Matelots, c’est un ordre, mettez le bateau à la mer.

Procuration

Ne sois pas effrayé par l’ampleur de la tâche,
On a besoin de toi, qui es moins fatigué.
Et puis, tu as l’ouïe fine, alors, écoute
Combien le sol sonne creux sous tes pieds.
Réfléchis à nos erreurs :
Il en fut parmi nous,
Qui cherchèrent à l’aveuglette
Comme un homme aux yeux bandés
Reconstituerait un profil;
D’autres ont joué les corsaires;
D’autres encore s’en sont remis à la bonne volonté.
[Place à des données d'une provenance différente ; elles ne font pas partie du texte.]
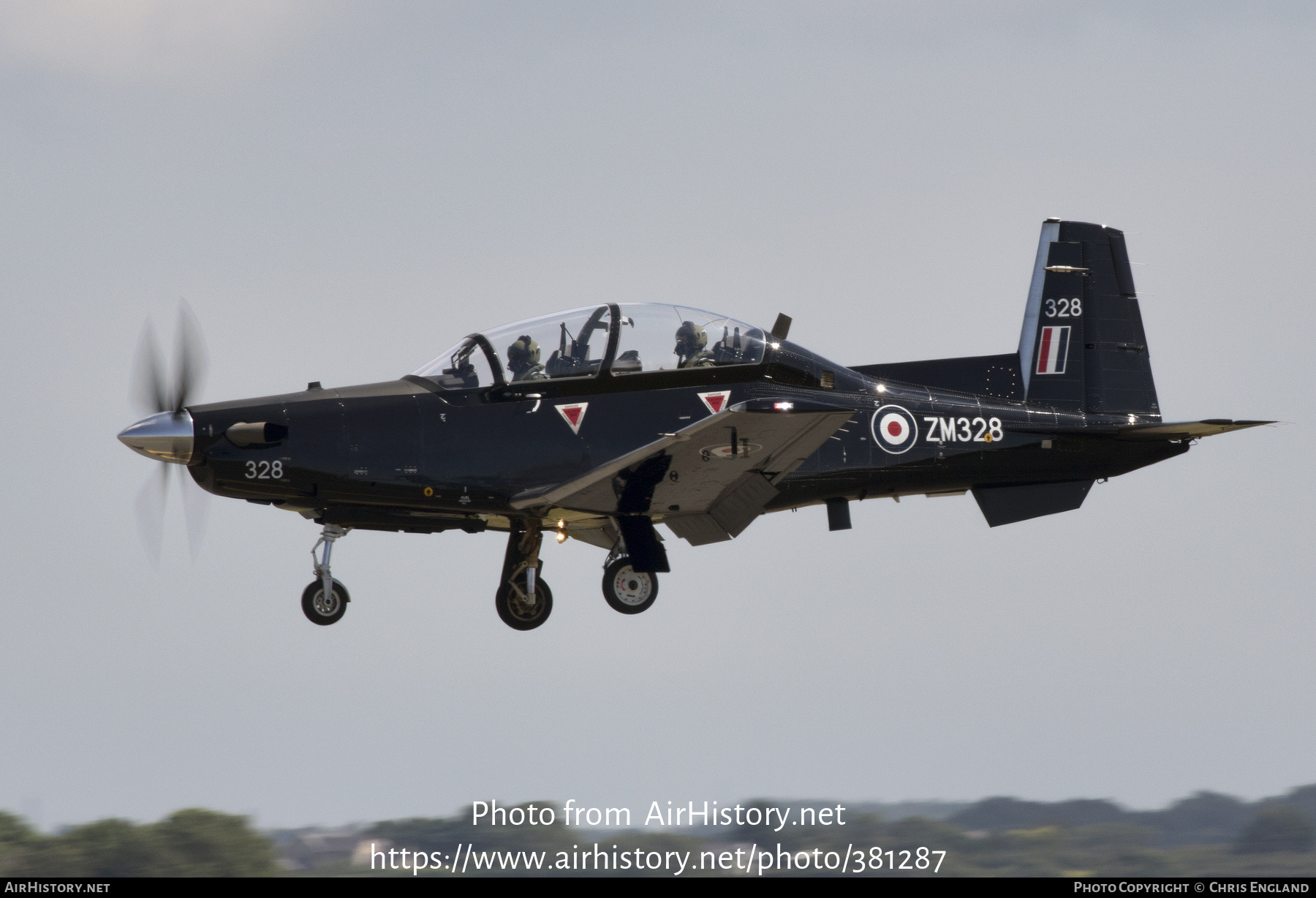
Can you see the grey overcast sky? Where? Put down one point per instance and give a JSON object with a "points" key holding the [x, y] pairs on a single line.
{"points": [[341, 190]]}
Apporte ton aide, sans être sûr de toi.
Tente, même si tu n’es pas sûr de toi.
Parce que, justement, tu n’es pas sûr de toi.
Vois s’il t’est possible de réprimer le dégoût et l’ennui
De nos doutes, de nos certitudes.
Nous n’avons jamais été aussi riches, pourtant,
Nous vivons au milieu de monstres embaumés
Et de monstres obscènes tellement ils sont en vie.
Que les ruines ne t’effraient point,
Ni la puanteur des décharges :
Nous en déblayâmes plus d’une à mains nues,
Alors que nous avions ton âge.
Relève le défi autant que tu le peux.
Nous avons peigné la chevelure des comètes.
Déchiffré les secrets de la genèse,
Foulé les sables de la lune,
Construit Auschwitz, détruit Hiroshima.
Tu vois : nous ne sommes pas demeurés inactifs,
Donc, tout perplexe que tu sois, assume;
Et abstiens-toi de nous appeler maîtres.